All posts by David Carlstrom

Rocket day at Red Wing

On Aug 18 Capt Knox came to Red Wing to help launch the rockets the cadets had been building. Capt Knox explain what it was like to launch Minute Man Rocket during his military career. His knowledge of rockets was very useful, even the observers commented that they did not know why rockets weather-vaned into the wind.

River City Days

Red Wing Composite Squadron participated at River City Days, we had a booth at Levee Park Saturday and Sunday. Also on Sunday we helped out at the Red Wing Airport, this year we open the hanger and let kids see what we had to offer, the airplane was the most popular. Cadet Waldvogel manned the flight simulators, and Capt Grave monitored the airplane. Some of the CAP members got a ride in a Vietnam Era Huey over Red Wing, view of three River Boats at Red Wing was spectacular.

 

Red Wing has an ELT Find and observed Plane Crash

July 2, 2018

While a cadet was taking flying lessons, the instructor and cadet heard a ELT signal, they reported it and latter in the day Red Wing Squadron was requested to find it.

While the ground team was on the taxiway at Red Wing Airport, they witness an airplane in distress, and crash. The team provided assistance to the pilot, medical rescue, and law enforcement. They resumed the search for the ELT, upon discovery it was determined that the ELT had be going off for 3 days.

The crew return to the crash site and after the NTSB released the plane crash, they helped move the plane parts to a hanger for safe keeping.

Stanton becomes new squadron

On May 22, 2018

New Stanton Squadron

Several Senior members and cadets participated in the establishment of the Stanton Civil Air Patrol Squadron, a very rare event in the Civil Air Patrol as only a couple squadron are established in the United States a year. Stanton was started as a flight of Red Wing. After some discussion we were in support of a flight at Stanton Airfield because there is not enough youth getting involve in aviation, and area youth wanted a CAP cadet squadron program. Stanton Airfield was an Army Air Corp Cadet Training Facility during WWII, and a CAP Cadet Squadron would add to the nostalgia. The two squadrons built some lasting friendships. At the monthly commanders call in June, Stanton flight was identified as one of the fastest squadron in the region, with that Red Wing Leadership has been helpful with the fast growth. I would like to thank Lt Col Don Mikitta and Major Bob Cole for their efforts to support Stanton.

Prepare for Being Tagged – An Elevator Speech for CAP

Perhaps you have just finished marching in a large parade as part of a squadron honor guard and are standing on a street corner, still in your uniform, waiting for your parents to find you. Maybe you have just finished handing out programs at a Memorial Day event and are debriefing with your sergeant on a sidewalk while waiting for traffic clear. You might even be stopping for a soda in a store while on your way to or from a weekly CAP meeting. In any of these cases, someone might see you and decide that YOU are the person they would like to interrogate about Civil Air Patrol. You are wearing the uniform. Can you answer the questions, or will you be the deer in the headlights?

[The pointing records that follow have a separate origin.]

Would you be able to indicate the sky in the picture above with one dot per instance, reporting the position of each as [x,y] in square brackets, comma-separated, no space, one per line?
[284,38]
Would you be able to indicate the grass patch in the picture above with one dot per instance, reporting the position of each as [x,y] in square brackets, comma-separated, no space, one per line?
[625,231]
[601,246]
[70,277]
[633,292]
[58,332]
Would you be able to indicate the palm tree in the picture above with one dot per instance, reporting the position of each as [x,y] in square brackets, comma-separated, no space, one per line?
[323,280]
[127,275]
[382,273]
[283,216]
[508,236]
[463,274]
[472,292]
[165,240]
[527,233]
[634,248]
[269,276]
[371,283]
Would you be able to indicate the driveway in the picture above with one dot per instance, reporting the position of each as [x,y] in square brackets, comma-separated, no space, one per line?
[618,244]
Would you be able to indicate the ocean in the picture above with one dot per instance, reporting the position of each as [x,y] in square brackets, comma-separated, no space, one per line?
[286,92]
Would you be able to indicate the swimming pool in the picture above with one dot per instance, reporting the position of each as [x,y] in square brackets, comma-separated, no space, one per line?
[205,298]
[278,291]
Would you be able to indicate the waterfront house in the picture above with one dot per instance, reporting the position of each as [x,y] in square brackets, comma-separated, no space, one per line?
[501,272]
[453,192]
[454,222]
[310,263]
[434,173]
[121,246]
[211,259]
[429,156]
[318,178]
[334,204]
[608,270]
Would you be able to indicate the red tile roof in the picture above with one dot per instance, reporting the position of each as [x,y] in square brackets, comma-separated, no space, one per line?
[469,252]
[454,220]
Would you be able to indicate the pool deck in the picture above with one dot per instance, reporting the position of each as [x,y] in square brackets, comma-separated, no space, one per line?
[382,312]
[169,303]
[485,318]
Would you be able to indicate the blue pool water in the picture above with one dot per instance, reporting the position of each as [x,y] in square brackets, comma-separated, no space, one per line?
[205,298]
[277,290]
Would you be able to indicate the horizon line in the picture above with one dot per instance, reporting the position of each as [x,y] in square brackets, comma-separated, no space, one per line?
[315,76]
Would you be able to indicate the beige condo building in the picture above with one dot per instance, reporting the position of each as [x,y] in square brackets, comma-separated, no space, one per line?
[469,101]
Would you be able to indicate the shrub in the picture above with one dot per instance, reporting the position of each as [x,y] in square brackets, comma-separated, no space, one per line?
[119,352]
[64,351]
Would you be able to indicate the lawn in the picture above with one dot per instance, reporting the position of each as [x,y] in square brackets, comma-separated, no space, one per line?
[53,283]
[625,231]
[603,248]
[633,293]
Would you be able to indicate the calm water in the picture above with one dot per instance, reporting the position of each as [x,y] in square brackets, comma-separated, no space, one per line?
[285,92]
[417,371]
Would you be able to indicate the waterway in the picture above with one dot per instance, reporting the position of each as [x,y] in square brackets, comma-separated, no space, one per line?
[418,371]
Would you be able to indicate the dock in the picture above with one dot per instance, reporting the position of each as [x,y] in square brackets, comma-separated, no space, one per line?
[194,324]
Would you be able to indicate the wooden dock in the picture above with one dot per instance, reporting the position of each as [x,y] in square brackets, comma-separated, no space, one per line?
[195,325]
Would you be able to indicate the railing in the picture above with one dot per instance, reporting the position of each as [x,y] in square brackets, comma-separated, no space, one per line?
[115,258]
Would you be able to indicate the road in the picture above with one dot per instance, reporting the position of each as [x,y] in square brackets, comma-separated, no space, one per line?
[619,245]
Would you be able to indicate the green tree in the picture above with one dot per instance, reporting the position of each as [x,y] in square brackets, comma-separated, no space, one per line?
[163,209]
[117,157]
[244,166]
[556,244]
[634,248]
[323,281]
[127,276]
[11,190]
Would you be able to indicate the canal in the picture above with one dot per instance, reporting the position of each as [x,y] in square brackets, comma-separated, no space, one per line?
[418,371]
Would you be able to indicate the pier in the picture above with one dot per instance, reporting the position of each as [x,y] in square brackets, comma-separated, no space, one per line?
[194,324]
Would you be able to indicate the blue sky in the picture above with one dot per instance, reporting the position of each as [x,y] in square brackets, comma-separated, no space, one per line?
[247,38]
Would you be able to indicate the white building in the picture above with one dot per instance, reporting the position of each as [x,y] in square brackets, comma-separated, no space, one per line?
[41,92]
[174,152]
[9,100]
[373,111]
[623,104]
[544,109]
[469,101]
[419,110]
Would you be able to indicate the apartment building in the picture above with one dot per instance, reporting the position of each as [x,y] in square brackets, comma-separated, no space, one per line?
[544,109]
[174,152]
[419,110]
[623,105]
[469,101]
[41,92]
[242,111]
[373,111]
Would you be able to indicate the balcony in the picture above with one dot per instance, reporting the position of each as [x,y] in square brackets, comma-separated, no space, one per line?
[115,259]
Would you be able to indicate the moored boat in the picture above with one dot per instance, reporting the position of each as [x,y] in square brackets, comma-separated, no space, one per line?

Everyone should have an “elevator speech” rehearsed and ready to give without even thinking. An “elevator speech” is a short, concise summary of something that could be given during the length of a typical elevator ride. Giving a professional answer reflects well on CAP and CAP’s mission. Preparing and rehearsing your answers will also help you develop your own sense of purpose in the organization.

You don’t have to become a certified Public Affairs Officer or memorize the Wing web site contents for your speech. However, here are some facts that maybe interesting enough to remain in your memory:

Congress mandates CAP to do the following:

  • Provide aviation education and training
  • Contribute to public welfare
  • Assist in local, state,and national emergencies

In short, CAP provides Americans with trained volunteers to support non-combat Air Force programs and missions. How does CAP do provide that support?

  • CAP conducts nearly 90% of inland search and rescue authorized by the Air Force.
  • CAP flies daily missions to support the Drug Enforcement Administration and the US Forestry
  • service.
  • CAP planes are used to simulate “aerial targets” to train US interceptors. (CAP plays the part of the “bad guy” trying to enter the country or smuggle drugs.)
  • CAP maintains a survivable radio network to provide emergency communications when disaster strikes.
  • CAP maintains 550 aircraft and a vast number of vehicles, rescue equipment, and radios.
  • CAP has 33,000 adults and 23,000 cadets in 1,650 units around the globe.
  • CAP trains adults and cadets to find missing persons and work with the Emergency Medical Services.
  • CAP flies human tissue for organ transplants.
  • CAP even fills sandbags during spring floods.

CAP does much more than these examples illustrate. Think about your own experiences, training, and education. Tell your “interviewer” what YOU have done and seen. Let the person know what Civil Air Patrol is doing for citizens. You may or may not end up recruiting a new member as a result, but you will have enhanced CAP’s ability to do its job when you have shared its purpose and capabilities with the public.